NMA E-Newsletter #324: Court Innovations Will Create More Fergusons


Editor’s Note: Last week’s newsletter described the Court Innovations system, an online interface that lets ticket recipients plea bargain remotely without having to show up in court. Sounds convenient, but it really amounts to a way for the courts to discourage appeals and to expedite the payment process. A member from Michigan, where this system was developed and is in use, weighed in with some insightful comments that we would like to share with you.

For a local government, the ideal outcome is one in which the motorist is automatically guilty as soon as the cop car’s red lights come on or the camera flashes. The government’s goal is to deny all access to a fair court and make conviction as cheap and certain as possible. This goal is behind every proposed change to court procedure.

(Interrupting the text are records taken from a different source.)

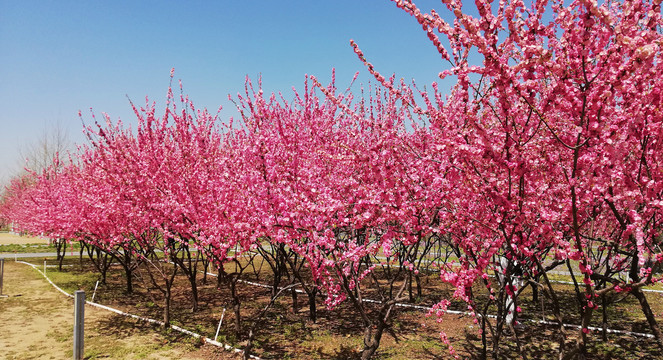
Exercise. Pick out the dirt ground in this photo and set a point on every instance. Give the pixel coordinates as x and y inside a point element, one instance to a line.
<point>7,239</point>
<point>37,323</point>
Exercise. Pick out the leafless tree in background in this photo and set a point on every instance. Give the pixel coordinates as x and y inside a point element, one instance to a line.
<point>51,148</point>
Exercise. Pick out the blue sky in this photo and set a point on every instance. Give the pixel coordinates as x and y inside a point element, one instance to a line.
<point>58,57</point>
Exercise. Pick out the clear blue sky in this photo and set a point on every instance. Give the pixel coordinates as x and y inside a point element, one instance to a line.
<point>58,57</point>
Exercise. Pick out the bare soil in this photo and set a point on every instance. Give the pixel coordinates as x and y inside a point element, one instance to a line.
<point>37,323</point>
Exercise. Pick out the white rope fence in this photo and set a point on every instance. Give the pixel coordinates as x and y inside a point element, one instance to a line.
<point>157,322</point>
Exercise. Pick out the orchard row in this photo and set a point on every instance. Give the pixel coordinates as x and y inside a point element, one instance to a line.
<point>545,153</point>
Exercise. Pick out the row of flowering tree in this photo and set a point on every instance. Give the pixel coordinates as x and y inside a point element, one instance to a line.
<point>545,154</point>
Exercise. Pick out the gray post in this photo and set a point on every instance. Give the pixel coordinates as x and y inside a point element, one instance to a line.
<point>79,322</point>
<point>2,273</point>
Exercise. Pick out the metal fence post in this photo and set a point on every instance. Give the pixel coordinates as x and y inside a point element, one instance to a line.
<point>2,273</point>
<point>79,322</point>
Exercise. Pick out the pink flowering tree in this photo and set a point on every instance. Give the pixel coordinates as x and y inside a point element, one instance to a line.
<point>551,133</point>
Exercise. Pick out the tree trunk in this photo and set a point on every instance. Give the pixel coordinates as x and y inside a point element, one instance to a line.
<point>313,312</point>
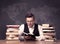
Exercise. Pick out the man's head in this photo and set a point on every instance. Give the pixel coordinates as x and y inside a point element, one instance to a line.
<point>30,19</point>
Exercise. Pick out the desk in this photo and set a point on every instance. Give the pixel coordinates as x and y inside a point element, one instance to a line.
<point>28,42</point>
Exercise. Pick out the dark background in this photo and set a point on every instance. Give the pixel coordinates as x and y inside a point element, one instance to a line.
<point>45,11</point>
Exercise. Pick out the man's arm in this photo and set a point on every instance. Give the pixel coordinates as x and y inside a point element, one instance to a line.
<point>21,29</point>
<point>41,37</point>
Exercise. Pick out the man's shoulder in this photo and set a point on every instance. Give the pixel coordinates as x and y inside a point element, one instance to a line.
<point>22,25</point>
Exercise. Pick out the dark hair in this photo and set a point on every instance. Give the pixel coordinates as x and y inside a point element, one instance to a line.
<point>29,15</point>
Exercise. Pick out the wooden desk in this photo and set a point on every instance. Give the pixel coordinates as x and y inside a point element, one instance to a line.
<point>27,42</point>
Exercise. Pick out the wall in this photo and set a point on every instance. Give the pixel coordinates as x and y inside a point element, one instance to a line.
<point>14,11</point>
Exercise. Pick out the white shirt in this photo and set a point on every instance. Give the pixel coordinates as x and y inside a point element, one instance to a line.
<point>21,30</point>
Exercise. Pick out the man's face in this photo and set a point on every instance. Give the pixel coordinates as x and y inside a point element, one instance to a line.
<point>30,21</point>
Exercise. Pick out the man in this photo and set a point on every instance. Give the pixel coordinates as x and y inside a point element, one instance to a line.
<point>31,28</point>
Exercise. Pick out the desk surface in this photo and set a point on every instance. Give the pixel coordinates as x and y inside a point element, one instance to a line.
<point>28,42</point>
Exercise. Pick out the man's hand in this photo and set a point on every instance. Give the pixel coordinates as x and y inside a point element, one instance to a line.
<point>27,37</point>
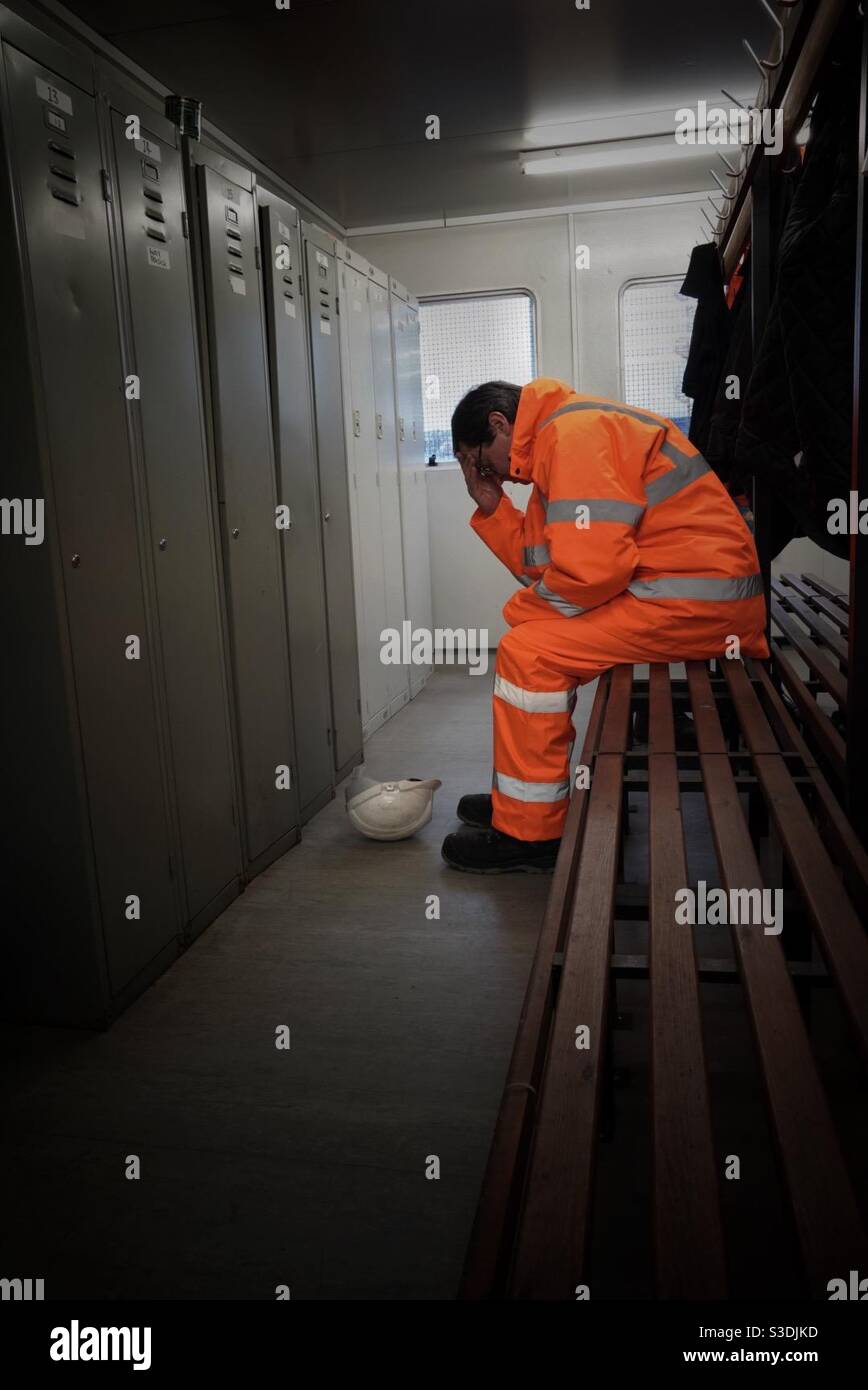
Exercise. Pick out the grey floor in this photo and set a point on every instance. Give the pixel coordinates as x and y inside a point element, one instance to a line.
<point>303,1166</point>
<point>308,1166</point>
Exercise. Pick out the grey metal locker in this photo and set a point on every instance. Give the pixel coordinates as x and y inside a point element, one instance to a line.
<point>334,499</point>
<point>169,419</point>
<point>298,489</point>
<point>81,464</point>
<point>387,463</point>
<point>359,424</point>
<point>248,506</point>
<point>412,471</point>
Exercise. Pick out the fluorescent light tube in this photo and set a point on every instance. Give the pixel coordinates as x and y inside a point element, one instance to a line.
<point>584,160</point>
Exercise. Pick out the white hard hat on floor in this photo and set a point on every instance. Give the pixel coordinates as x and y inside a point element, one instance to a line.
<point>390,809</point>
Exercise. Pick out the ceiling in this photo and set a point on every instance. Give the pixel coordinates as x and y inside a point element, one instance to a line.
<point>334,93</point>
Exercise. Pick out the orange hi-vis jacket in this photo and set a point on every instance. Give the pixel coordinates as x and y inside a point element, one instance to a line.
<point>622,503</point>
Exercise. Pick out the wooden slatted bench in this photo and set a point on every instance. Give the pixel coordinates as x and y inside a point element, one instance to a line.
<point>813,619</point>
<point>750,763</point>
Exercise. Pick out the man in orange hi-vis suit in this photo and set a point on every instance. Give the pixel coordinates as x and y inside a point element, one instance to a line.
<point>630,551</point>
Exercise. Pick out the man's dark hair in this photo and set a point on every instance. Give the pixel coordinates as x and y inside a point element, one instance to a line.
<point>470,416</point>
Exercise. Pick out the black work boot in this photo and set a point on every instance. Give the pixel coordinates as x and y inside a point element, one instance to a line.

A large number of ticket challenges and a large number of “deals” are a sure sign of a revenue-driven ticket machine. These corrupt institutions should be exterminated, not automated. Complaints of a clogged court docket always precede attempts to diminish access to the courts—or creation of kangaroo courts where citizens are always guilty. The solution is to keep the cases from being made at all, not to label them “trivial” and undeserving of justice. Penalties of many hundreds of dollars and loss of mobility and livelihood are not trivial.

The purveyors of Court Innovations are nothing more than profiteers feeding off of the traffic justice system, like the collection agencies that profit from the Driver Responsibility Act or the ticket camera operators that profit from deliberately mistimed traffic lights.

Many legal experts object to over-criminalization: too many laws making too many violators. That is a serious problem, but many experts are not sensitive enough to the downside of decriminalization. This is the well-established trend by which traffic violations became civil offenses in most states, having originally been criminal. Decriminalization sounds nice, but in practice it means the accused enjoys fewer rights. As a lawyer friend puts it, “You’ll get due process, but not much process is due.”

Michigan is a bit unusual in allowing court trials for all traffic offenses. This acts as a brake on policing for profit, and we’ll be in real trouble if it’s ever denied. The goal of the city governments will always be to find the road user guilty, compel speedy payment, and to discourage challenges and appeals. Automating plea deals is the first step toward loss of rights.

If the Court Innovations system catches on, many cities in Michigan, and around the country, will appear a lot closer to Ferguson, Missouri, than they look on the map.